The anion permeability of Cl_(Ca) channels has been widely tested (for review, see¹¹). Cl_(Ca) channels are known to be less permeable to large organic anions such as glucuronate, glutamate and isothionate (permeability relative to Cl^- of ∼0.1-0.3^9,27,31). Consistent with this, in retinal arteriolar myocytes, the calculated permeability for glucuronate was 0.25 times that of Cl^-. Replacement of Cl^- with I^-, an anion that is known to be more permeant through Cl_(Ca) channels^11,21, resulted in a relative permeability value of 3.4. This is in close agreement with values reported for Cl_(Ca) channels in lymphatic smooth muscle (3.2³²), Xenopus oocytes (3.6³³), portal vein myocytes (4.1³⁴) and ear artery smooth muscle (4.7⁶).

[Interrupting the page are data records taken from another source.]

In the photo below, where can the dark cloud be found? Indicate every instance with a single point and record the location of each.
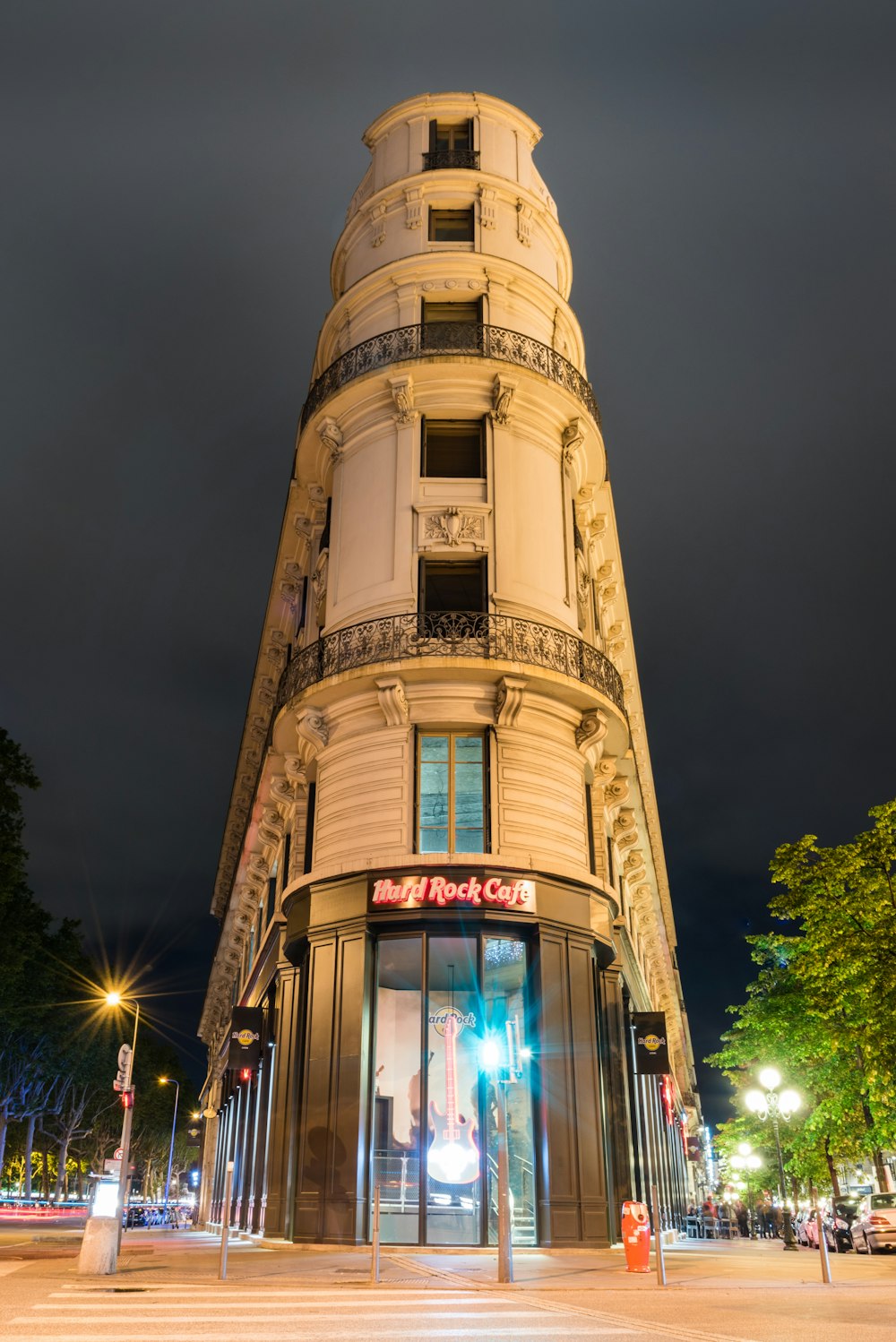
(175, 178)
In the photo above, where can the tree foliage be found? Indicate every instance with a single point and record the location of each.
(56, 1064)
(823, 1008)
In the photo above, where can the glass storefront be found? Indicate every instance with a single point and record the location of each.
(435, 1104)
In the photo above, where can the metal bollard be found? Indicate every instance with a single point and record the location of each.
(226, 1221)
(375, 1237)
(658, 1234)
(823, 1251)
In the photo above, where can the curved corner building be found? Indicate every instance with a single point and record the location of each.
(443, 870)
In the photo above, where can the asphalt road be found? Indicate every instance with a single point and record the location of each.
(167, 1288)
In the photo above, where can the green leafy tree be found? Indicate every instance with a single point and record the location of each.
(821, 1008)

These data indicate that the permeability properties of Cl_(Ca) channels in retinal arteriolar smooth muscle are similar to those previously reported in other vascular myocytes.

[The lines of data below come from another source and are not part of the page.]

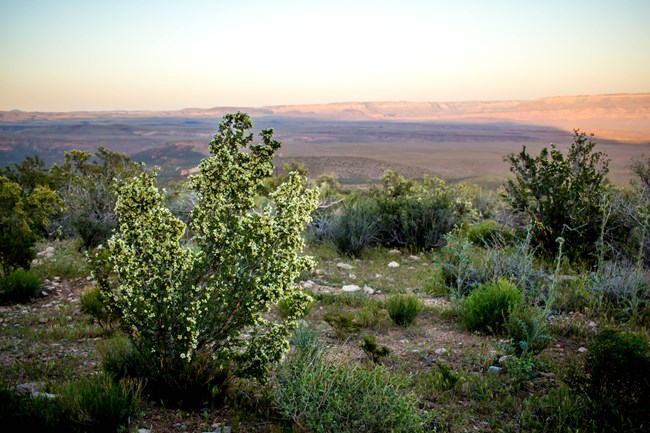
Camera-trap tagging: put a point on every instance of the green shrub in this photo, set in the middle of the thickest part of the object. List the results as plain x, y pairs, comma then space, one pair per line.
528, 330
95, 404
488, 307
68, 262
489, 233
357, 227
19, 286
618, 383
403, 308
562, 196
319, 395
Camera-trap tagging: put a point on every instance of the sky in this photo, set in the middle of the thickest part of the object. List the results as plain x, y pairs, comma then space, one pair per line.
69, 55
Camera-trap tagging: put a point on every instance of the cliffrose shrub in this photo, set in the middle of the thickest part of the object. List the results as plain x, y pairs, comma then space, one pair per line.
198, 311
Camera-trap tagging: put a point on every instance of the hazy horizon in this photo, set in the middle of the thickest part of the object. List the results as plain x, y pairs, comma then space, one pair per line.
170, 55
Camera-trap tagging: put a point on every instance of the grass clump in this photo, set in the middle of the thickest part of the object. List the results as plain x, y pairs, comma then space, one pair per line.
94, 404
19, 286
319, 395
403, 308
488, 307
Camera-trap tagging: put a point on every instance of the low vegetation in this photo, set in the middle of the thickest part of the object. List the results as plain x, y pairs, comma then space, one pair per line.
255, 303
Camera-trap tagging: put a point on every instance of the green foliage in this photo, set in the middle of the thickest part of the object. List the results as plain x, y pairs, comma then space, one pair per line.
68, 261
19, 286
528, 330
23, 215
373, 351
95, 404
489, 233
561, 196
618, 383
201, 311
488, 307
357, 227
417, 215
344, 323
403, 308
92, 303
320, 395
87, 184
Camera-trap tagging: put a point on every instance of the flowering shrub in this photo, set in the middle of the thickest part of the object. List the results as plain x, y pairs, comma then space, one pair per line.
185, 305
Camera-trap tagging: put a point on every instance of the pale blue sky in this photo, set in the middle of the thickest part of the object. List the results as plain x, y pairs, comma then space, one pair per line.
153, 54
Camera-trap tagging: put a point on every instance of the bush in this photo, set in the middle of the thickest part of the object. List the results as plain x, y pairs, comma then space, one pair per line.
68, 262
488, 307
197, 313
19, 286
403, 309
357, 227
528, 330
562, 196
617, 366
323, 396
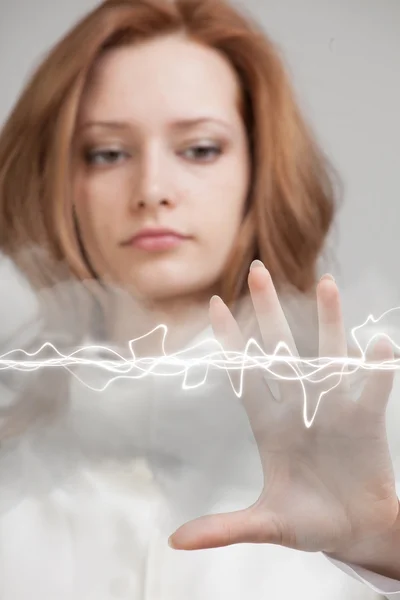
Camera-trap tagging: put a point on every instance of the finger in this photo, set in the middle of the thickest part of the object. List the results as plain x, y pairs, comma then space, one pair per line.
376, 392
332, 335
271, 319
228, 334
215, 531
275, 330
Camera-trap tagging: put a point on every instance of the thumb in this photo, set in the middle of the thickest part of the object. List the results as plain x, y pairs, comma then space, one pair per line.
213, 531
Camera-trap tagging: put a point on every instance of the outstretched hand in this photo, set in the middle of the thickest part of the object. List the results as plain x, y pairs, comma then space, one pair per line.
327, 486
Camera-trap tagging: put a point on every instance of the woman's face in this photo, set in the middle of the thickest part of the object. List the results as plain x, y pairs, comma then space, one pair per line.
160, 145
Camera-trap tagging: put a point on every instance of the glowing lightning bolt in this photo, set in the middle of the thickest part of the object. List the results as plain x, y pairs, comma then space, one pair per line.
137, 368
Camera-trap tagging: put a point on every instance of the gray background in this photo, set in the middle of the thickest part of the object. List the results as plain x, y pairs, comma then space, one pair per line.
344, 57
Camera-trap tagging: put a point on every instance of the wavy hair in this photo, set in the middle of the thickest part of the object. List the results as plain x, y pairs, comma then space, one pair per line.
291, 200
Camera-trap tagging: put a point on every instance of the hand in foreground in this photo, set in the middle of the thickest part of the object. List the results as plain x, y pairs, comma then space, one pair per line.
328, 487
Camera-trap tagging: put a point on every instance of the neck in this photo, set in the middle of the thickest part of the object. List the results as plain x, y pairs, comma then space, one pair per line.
183, 317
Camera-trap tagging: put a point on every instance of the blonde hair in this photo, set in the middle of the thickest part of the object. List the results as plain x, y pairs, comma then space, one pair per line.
290, 203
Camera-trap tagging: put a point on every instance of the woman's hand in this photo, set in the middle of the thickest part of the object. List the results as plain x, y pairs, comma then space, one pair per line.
329, 486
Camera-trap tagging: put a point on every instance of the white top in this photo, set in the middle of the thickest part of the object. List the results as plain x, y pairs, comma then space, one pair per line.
89, 498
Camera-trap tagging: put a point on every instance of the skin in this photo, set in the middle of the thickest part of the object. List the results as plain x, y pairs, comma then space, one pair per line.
329, 487
153, 172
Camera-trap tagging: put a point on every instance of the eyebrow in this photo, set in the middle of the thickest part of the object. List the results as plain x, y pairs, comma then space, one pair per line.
181, 124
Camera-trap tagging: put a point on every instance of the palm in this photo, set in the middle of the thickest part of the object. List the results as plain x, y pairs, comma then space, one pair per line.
327, 485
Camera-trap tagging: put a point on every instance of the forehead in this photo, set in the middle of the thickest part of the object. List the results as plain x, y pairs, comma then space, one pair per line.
161, 80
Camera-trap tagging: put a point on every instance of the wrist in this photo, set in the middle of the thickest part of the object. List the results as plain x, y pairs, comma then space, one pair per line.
380, 554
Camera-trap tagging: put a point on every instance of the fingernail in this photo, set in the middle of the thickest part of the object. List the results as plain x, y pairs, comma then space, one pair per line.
216, 300
327, 276
256, 263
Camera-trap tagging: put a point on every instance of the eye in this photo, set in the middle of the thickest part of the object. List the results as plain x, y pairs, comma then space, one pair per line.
106, 156
203, 152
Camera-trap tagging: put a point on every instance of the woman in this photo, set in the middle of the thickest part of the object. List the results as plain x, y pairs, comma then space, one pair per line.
158, 151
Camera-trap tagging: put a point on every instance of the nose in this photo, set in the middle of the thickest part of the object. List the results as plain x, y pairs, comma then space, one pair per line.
153, 186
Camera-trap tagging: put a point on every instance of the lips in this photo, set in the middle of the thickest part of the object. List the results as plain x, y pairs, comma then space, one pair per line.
157, 239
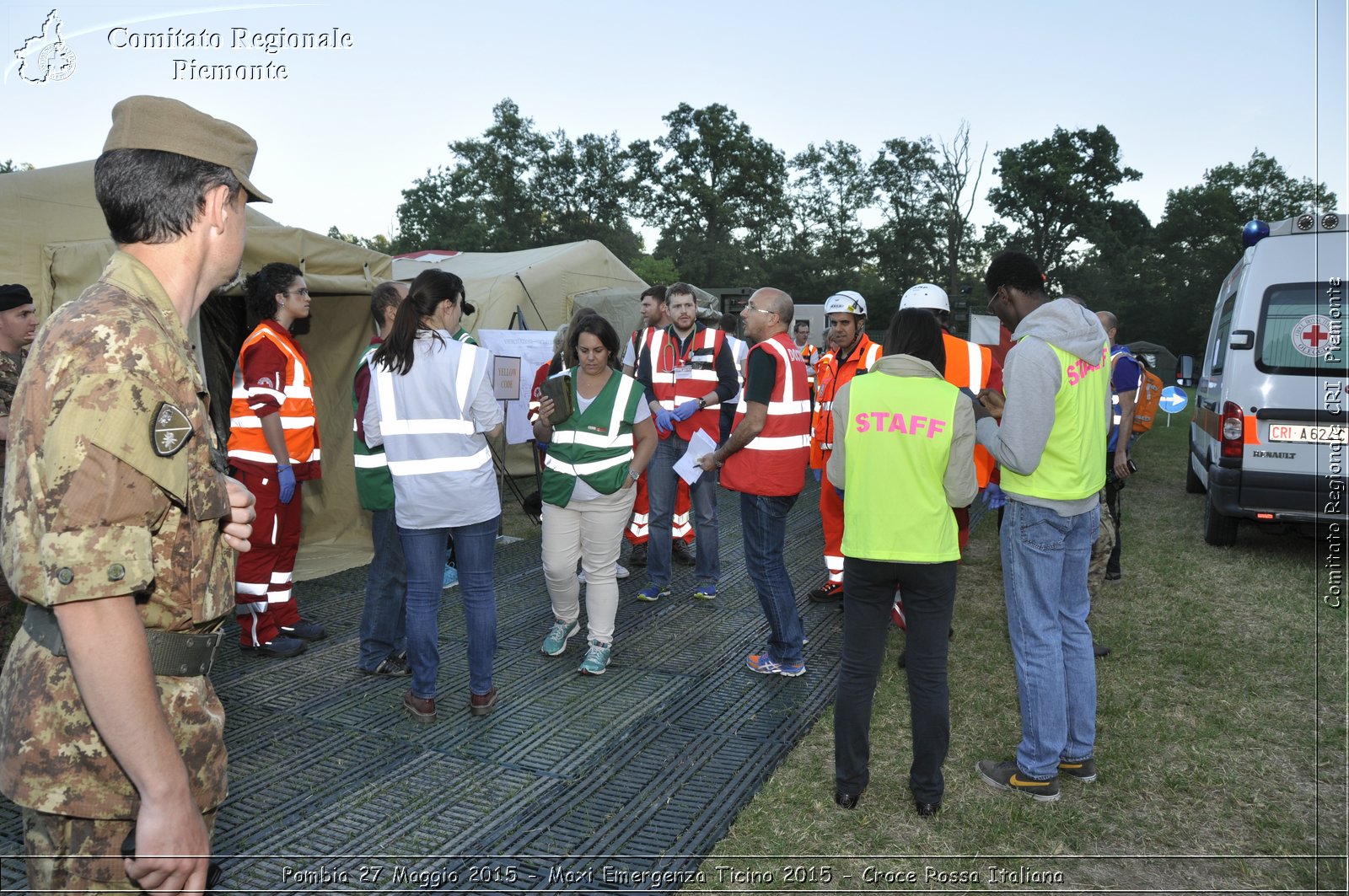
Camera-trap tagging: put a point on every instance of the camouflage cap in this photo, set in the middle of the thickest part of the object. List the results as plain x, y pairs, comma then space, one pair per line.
159, 123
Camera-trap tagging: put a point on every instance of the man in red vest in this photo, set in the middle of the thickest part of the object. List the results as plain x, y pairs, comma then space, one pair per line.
687, 372
654, 311
850, 352
766, 462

To assess the physiological significance of I_Cl(Ca) in retinal arteriolar smooth muscle cells we tested the effects DIDS on basal and Et-1-evoked changes in retinal arteriolar tone. We chose DIDS, rather than 9AC or SITS, for these experiments because we found that this drug, at a concentration of 1mM, was more effective at blocking I_Cl(Ca) at negative membrane potentials close to the resting membrane potential of retinal arteriolar smooth muscle cells (∼-40 to -50 mV²⁴). Our results showed that DIDS had no effect on the diameter of pressurized retinal arterioles, indicating that Cl_(Ca) channels do not appear to contribute to the control of basal vascular tone in these vessels, at least under in vitro conditions. Similarly, I_Cl(Ca) is not believed to participate in modulating resting vascular tone in cerebral and renal resistance vessels^35,36. In contrast, several studies have suggested that stimulation of I_Cl(Ca), which leads to membrane depolarization and the opening of voltage-gated Ca²⁺ channels, plays a pivotal role in agonist-induced contractile responses in various vascular tissues^12-15. Evidence from the present work indicates similar findings in retinal arterioles since DIDS substantially attenuated the vasoconstrictor action of Et-1. A major issue that has hampered research into the functional significance of Cl_(Ca) channels in the vasculature has been the poor selectivity of available antagonists. Blockers of Cl_(Ca) channels, including DIDS, also inhibit other types of Cl^- currents e.g. swelling- and voltage-activated Cl^- currents^37,38. Moreover, several inhibitors of I_Cl(Ca) have also been shown modify I_Ca(L)^39,40. Our electrophysiological data showed that DIDS had no effect on I_Ca(L) in retinal arteriolar myocytes at the same concentration used in the mechanical studies. However, we cannot fully discount the possibility that the effects of DIDS on the Et-1-induced vasoconstriction may have been due to blockade of Cl^- conductances other than I_Cl(Ca).

In conclusion, this study has clearly demonstrated the presence of a Ca²⁺-activated Cl^- current in retinal arteriolar smooth muscle cells with characteristics similar to those reported in large vessel smooth muscle. I_Cl(Ca) does not appear to contribute to resting vascular tone in vitro, but does appear to play a prominent role in the constriction of retinal arterioles by Et-1. Future research should now be directed towards understanding the involvement of I_Cl(Ca) in the regulation of retinal haemodynamics in vivo under both normal and pathological conditions.